Vor einem Jahr begann Wallraffs Team ein auf fünf Jahre angelegtes und vom Europäischen Forschungsrat finanziertes Projekt, das die Geschichte der biblischen Paratexte aufarbeiten wird. Dazu gehören tradierte Vorreden, Überschriften, Evangelistenbiografien – und manchmal auch einzelne Kommentare eines Mönchs, der in der Schreibstube eines Klosters eine Anmerkung zu einer Bibelstelle hinterlassen hat. Die Erforschung der Paratexte werde die Rezeption der Bibel nicht auf den Kopf stellen, sagt Wallraff. Aber ein Verständnis dafür schaffen, wie und wofür die Bibel benutzt wurde und benutzt werden sollte.

Herr Wallraff, mit Ihrem Forschungsprojekt zu biblischen Paratexten betreten Sie unerschlossenes Gebiet. Ist das nicht erstaunlich bei einer traditionsreichen Disziplin wie der Bibelwissenschaft?

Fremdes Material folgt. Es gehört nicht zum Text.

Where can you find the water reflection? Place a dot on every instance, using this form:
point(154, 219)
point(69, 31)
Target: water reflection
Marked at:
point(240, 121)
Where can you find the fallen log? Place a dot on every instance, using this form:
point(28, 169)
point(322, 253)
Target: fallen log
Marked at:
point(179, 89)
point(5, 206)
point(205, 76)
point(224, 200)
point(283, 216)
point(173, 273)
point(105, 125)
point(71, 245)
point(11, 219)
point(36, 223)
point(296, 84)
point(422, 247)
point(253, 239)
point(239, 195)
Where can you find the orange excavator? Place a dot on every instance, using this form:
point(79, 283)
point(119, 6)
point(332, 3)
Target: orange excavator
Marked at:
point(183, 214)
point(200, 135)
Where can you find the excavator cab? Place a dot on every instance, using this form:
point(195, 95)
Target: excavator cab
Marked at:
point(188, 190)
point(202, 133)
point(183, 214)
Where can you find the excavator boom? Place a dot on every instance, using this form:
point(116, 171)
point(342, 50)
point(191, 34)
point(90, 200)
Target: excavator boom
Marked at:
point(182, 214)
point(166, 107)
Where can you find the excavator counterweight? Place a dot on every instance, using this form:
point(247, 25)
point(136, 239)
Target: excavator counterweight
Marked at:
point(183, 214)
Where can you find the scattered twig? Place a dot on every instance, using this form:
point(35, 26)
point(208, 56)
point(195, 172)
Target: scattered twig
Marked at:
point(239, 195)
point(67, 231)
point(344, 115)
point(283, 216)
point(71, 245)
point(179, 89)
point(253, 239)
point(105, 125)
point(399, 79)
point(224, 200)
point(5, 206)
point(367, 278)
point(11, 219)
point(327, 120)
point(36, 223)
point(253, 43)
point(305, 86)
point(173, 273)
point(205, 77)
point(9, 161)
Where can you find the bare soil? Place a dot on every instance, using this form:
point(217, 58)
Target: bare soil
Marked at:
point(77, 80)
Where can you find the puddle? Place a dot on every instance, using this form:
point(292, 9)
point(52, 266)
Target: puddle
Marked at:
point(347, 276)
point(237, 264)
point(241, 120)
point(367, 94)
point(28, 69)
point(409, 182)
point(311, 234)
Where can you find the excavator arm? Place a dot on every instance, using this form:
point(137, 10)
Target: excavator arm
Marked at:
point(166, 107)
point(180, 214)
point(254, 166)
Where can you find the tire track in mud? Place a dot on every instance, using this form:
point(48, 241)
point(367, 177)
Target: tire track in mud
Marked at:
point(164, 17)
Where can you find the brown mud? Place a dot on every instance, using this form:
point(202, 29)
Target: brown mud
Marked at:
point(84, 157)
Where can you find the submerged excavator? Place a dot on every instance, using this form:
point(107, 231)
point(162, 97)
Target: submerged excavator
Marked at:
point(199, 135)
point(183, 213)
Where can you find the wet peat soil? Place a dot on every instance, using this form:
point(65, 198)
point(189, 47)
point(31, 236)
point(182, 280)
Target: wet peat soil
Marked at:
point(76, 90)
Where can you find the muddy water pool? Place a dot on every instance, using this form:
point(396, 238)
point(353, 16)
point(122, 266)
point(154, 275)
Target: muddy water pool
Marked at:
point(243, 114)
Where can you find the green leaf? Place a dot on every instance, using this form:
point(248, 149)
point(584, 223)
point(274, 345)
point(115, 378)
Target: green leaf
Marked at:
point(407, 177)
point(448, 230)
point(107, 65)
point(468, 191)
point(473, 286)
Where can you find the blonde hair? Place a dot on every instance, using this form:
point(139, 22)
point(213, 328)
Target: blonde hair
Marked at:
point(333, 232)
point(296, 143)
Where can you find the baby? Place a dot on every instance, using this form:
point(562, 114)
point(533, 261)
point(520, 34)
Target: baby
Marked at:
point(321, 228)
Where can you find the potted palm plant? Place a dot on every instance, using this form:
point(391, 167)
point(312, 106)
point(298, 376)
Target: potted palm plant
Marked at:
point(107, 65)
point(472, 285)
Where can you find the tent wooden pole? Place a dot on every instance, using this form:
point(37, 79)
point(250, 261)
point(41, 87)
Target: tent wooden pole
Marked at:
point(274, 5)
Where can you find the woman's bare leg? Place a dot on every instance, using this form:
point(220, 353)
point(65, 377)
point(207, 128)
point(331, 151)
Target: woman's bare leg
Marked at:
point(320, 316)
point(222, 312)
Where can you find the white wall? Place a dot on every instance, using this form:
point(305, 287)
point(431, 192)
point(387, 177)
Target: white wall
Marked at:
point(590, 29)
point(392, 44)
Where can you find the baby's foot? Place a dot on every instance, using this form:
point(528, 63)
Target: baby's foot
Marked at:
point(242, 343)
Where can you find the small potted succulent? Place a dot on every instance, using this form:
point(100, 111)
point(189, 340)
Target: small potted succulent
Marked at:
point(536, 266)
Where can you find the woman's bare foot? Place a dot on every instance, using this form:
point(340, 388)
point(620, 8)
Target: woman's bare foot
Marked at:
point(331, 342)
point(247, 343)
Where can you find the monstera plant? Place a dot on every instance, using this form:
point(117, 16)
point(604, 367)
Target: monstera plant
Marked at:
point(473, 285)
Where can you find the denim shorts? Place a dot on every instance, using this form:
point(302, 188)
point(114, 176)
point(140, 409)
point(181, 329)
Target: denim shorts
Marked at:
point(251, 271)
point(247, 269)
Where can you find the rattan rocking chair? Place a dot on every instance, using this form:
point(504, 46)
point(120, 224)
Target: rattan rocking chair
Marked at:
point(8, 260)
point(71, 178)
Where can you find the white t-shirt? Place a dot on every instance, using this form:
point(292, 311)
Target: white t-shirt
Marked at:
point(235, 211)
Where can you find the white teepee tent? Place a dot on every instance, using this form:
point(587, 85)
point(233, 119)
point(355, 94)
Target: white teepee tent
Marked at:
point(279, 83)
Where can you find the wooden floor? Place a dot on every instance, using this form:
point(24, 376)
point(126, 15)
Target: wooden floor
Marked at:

Das habe ich mich auch gefragt. Der Bibeltext ist fast übererforscht, um es etwas polemisch auszudrücken. In dieser grossen Forschungsgeschichte haben die Paratexte nie eine eigenständige Aufmerksamkeit gefunden. Und das war die Hauptmotivation, mich auf diesem Gebiet zu engagieren.

«Wir interessieren uns für das Leben hinter den Abschriften. An den Handschriften kann man ablesen, wie die Leute sie benutzt haben.» 

Man könnte daher auch fragen: Sind diese Beitexte wichtig?

Nun, es gibt schon ein paar Gründe, warum biblische Paratexte bisher nie untersucht worden sind. Einer ist die aus dem Protestantismus stammende Fixierung auf den biblischen Urtext: Wenn man Handschriften nur daraufhin untersucht, ob sie neues Licht auf den Urtext werfen, entwickelt man einen Tunnelblick, der an den Paratexten vorbeischaut. Aber die Bibelwissenschaft ist damit nicht alleine, auch bei anderen Abschriften antiker Texte wie etwa von Platon hat man erst in jüngerer Zeit auch die kleineren Begleittexte, die in den Schreibstuben der Klöster entstanden, näher zu untersuchen begonnen. Wir interessieren uns für das Leben hinter den Abschriften. Denn Handschriften hatten eine Funktion, wurden benutzt und haben in ihrer Zeit eine wichtige Rolle gespielt. Sie können etwas aus der Lebenswelt ihrer Abschrift erzählen. Ein gutes Beispiel dafür ist der Psalter, ein Frömmigkeitsbuch ersten Ranges. An den Handschriften kann man ablesen, wie die Leute sie zum Beten, Lesen, Singen und Studieren benutzt haben. 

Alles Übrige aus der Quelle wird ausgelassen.